Она со слезами на глазах смотрела на весёлый полумесяц.

– По правде говоря, я не просил его об этом…

– Я предполагала, что ты ответишь что—нибудь в этом роде.

Я остановил такси, жестом пригласил её внутрь, захлопнул за ней дверцу и пошёл, почти счастливый, за женой в квартиру моих друзей, в предпоследнюю их ночь на земле моей бывшей невесты.

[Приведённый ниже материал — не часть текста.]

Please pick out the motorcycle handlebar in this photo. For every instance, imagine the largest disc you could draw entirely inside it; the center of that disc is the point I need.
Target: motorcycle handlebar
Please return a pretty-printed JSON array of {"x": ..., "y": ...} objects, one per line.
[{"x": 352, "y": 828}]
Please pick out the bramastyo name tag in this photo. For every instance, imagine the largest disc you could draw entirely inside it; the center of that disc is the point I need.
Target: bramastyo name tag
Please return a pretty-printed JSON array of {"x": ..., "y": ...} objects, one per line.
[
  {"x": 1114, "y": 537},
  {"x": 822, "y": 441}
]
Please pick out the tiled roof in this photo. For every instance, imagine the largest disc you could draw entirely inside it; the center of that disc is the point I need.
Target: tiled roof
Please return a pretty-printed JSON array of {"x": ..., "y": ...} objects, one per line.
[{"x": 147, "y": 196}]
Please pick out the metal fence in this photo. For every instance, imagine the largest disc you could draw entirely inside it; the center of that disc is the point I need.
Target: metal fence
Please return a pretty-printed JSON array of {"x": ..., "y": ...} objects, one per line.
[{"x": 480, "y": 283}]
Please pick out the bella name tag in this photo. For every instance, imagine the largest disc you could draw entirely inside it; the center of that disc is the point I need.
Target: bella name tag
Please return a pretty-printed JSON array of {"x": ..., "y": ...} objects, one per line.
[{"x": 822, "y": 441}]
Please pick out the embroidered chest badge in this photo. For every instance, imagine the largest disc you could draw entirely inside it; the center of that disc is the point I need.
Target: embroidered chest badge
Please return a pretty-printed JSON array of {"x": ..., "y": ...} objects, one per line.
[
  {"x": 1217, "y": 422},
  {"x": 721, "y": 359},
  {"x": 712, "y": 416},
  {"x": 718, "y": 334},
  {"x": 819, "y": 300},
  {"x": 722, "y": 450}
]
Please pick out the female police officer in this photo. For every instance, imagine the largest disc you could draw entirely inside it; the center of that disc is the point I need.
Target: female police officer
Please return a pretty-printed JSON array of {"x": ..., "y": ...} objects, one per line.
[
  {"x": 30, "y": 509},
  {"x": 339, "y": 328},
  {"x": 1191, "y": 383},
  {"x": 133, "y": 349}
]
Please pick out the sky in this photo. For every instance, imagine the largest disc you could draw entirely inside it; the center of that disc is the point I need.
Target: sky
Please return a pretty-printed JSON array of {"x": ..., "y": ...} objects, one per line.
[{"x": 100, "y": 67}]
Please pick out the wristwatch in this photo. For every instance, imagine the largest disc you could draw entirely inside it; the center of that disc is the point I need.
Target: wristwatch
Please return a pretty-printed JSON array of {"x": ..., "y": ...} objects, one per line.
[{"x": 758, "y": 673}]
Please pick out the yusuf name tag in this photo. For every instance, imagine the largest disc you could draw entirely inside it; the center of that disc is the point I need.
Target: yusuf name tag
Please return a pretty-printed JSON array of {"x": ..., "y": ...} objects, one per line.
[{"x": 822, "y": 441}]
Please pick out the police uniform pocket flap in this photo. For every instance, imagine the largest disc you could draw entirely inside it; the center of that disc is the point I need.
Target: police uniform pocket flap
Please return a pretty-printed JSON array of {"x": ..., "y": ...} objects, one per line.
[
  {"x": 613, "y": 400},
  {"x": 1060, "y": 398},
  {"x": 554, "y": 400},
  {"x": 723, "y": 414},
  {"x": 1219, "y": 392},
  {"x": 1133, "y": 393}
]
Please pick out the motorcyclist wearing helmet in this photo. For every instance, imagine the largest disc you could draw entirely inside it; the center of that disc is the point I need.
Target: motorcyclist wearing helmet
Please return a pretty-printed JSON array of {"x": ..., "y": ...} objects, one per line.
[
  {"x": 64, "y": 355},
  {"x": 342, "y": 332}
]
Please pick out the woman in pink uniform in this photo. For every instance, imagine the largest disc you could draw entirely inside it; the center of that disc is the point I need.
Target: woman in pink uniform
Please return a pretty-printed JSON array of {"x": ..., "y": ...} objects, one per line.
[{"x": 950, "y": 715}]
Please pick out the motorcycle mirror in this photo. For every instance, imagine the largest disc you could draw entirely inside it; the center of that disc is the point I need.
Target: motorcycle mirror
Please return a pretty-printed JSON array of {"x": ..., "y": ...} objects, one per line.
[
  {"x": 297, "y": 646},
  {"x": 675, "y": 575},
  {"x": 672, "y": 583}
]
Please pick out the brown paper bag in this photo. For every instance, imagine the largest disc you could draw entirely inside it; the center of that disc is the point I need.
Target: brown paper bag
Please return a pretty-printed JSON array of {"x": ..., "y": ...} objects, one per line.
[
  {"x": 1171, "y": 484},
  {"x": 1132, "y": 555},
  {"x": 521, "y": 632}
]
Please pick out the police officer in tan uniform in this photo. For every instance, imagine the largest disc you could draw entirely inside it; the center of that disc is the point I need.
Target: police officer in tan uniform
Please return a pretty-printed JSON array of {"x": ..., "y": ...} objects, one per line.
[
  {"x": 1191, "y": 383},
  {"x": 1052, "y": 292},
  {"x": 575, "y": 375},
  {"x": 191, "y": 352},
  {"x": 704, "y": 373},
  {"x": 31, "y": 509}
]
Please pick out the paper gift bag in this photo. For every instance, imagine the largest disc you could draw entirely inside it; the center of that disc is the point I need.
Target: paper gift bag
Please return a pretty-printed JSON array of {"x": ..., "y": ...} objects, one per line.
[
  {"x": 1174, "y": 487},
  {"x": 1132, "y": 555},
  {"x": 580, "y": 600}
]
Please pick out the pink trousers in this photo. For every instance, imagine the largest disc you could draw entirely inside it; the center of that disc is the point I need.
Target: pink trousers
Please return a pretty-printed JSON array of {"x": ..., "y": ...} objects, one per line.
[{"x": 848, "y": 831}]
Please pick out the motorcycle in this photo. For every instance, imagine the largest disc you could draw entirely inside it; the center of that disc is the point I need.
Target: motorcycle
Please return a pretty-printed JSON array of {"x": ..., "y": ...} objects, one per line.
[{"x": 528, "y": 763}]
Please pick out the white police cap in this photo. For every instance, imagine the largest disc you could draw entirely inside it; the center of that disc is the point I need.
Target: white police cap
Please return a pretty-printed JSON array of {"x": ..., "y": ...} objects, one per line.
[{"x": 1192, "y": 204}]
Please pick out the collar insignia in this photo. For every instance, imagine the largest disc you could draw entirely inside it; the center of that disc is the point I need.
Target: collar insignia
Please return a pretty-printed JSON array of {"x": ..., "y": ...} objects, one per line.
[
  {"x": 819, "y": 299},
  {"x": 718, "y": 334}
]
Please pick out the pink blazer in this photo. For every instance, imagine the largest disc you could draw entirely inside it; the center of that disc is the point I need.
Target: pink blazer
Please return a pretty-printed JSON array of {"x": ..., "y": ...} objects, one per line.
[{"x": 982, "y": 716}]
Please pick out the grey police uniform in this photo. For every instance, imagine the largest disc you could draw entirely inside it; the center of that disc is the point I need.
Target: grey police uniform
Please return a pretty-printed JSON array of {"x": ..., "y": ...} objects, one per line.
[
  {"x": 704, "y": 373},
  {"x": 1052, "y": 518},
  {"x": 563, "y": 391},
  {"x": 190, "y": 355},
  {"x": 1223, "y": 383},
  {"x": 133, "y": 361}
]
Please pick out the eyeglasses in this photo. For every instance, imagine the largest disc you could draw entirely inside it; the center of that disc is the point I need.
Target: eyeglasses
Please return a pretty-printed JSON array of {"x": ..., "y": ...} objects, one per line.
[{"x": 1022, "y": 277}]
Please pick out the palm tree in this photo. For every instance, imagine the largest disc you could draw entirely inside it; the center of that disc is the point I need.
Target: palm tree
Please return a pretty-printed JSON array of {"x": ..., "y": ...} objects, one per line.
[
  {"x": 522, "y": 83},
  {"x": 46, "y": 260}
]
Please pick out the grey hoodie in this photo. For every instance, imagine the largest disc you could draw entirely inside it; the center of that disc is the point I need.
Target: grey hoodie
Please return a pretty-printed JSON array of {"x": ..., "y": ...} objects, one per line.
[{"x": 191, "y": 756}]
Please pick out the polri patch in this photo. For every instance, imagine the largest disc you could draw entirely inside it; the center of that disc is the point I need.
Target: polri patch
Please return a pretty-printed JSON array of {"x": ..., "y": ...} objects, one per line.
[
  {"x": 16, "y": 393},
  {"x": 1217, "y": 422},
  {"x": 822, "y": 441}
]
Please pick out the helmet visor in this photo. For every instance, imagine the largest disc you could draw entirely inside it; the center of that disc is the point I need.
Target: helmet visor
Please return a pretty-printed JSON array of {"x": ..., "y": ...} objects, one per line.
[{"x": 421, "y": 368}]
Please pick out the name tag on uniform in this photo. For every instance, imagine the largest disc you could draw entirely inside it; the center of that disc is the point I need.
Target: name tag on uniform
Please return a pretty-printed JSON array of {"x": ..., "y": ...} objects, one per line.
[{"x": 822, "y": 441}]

И знаете, что самое интересное? На следующей неделе я получил разрешение на выезд в Израиль…

История одной фамилии

Случилось это безобразие потому, что отец новорождённого по паспорту был Сруль, а отец Сруля – старый Лейб, ортодокс упрямый, сказал, что если внуку не дадут имя Пейсах, то Срулю, отцу Пейсаха, как ушей своих не видать денег, которые дедушка таки сумел накопить, несмотря на долгие годы Советской власти.

– Самодур! – сказала на это жена Сруля.

Но делать было нечего, и в метрике новорожденного появилось «Пейсах Срулевич», что в переводе на русский язык означало Петр Александрович. А в детстве, естественно, просто Петя.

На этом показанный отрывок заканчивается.